As iMediaEthics found in late March through interviews with five U.S. news editors, newspapers don’t like unpublishing. They’d rather update or add a correction to a story, than to remove the story completely.
Editors feel that way because newspapers are considered part of the historical record. And, “altering a newspaper’s historical record, which lives in digital databases and is relied on for research, can erode credibility,” Alexander wrote.
While The Washington Post doesn’t have a written policy for unpublishing or keep track of unpublishing requests, Alexander reported that a draft of The Post’s updated corrections policy includes the following note on unpublishing:
“We generally won’t ‘unpublish’ or simply remove articles or blog posts after discovering an error. We can republish a corrected version as soon as possible, with the acknowledgement of the original error.”

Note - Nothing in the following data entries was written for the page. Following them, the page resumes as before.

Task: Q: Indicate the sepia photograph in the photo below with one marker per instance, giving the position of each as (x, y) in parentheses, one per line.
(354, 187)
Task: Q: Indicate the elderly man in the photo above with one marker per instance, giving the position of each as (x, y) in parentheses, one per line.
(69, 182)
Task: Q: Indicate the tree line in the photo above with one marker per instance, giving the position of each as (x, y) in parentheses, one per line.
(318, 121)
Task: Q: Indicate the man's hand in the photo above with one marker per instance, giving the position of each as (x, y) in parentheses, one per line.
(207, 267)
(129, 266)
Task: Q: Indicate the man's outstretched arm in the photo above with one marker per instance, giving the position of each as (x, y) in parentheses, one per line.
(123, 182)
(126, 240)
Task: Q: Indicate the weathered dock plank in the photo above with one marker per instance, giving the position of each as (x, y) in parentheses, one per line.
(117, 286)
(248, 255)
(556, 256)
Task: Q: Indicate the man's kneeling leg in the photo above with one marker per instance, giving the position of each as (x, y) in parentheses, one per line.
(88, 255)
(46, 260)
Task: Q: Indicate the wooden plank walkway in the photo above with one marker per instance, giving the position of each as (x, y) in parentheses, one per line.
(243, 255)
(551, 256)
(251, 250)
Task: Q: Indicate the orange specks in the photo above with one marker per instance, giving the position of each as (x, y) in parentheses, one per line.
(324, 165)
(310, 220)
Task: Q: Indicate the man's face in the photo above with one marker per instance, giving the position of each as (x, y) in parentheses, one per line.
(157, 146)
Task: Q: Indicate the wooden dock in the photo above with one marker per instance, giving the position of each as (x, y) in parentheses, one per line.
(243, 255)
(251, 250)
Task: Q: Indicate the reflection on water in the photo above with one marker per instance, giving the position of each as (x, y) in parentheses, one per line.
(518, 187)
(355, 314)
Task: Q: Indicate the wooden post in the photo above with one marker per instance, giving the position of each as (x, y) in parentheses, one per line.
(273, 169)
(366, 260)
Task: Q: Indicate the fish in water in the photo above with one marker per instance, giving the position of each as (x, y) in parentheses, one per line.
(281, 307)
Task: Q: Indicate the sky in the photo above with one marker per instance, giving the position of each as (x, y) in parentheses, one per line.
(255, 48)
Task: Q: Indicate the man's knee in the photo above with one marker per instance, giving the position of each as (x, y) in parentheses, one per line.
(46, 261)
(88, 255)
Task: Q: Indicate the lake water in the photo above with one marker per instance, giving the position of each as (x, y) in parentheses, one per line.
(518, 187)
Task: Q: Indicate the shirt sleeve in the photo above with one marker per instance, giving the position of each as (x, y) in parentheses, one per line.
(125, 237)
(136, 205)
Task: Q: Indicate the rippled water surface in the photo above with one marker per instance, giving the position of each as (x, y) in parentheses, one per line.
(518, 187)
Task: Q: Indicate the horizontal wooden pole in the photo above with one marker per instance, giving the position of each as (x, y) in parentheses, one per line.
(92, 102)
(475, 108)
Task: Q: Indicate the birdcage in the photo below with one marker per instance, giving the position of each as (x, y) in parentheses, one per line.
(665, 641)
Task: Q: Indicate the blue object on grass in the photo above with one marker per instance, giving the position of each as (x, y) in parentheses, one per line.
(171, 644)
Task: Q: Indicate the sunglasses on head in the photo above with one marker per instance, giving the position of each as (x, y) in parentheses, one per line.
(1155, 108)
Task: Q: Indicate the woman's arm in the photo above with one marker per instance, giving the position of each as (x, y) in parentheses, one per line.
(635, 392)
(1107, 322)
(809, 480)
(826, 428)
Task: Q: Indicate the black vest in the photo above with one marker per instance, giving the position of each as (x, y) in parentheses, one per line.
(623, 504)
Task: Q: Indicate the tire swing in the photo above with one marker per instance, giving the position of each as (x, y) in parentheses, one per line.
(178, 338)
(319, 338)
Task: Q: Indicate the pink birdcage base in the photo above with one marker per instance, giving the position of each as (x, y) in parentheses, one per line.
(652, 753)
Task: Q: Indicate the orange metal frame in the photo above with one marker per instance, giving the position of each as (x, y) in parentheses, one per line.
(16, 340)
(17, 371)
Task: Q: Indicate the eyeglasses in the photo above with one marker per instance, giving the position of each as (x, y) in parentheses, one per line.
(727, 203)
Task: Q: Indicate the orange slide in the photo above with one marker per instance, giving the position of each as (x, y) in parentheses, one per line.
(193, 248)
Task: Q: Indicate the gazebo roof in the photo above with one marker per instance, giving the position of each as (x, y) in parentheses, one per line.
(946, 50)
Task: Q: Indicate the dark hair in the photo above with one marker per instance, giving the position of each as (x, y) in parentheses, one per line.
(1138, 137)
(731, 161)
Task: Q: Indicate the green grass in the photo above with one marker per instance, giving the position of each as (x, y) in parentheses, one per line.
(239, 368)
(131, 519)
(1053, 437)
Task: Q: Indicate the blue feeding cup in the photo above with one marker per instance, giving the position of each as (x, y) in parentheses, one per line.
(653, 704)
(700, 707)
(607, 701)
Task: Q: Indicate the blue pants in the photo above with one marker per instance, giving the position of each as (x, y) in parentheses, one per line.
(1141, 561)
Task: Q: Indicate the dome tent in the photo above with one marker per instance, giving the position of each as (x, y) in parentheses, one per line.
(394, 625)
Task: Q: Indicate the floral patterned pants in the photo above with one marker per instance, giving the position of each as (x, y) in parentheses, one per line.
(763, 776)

But, does that really offer any help for editors? Or the public? Like Alexander wrote, the newspaper should create guidelines for unpublishing not just for itself but also for readers to understand how and if they can request unpublishing.
Alexander quoted Washington Post senior editor Milton Coleman, who worked on the drafted unpublishing guidelines, as saying that the newspaper views any reported incident as fact and that the newspaper “cannot and should not act like it did not occur.” So, the newspaper’s obligation is to correct the report “since these things live forever online.”
In a follow-up blog Aug. 9, Alexander cited Toronto Star editor Kathy English’s 2009 study “The Longtail of News: To Unpublish or not to unpublish,” which found that there aren’t “best practices” established yet for unpublishing, despite a majority of surveyed editors (78.2% of 110 North American news organizations) saying there are times when unpublishing is warranted.
iMediaEthics wrote last December about English’s study, which argues that for transparency, a news site can’t just erase a story without notation.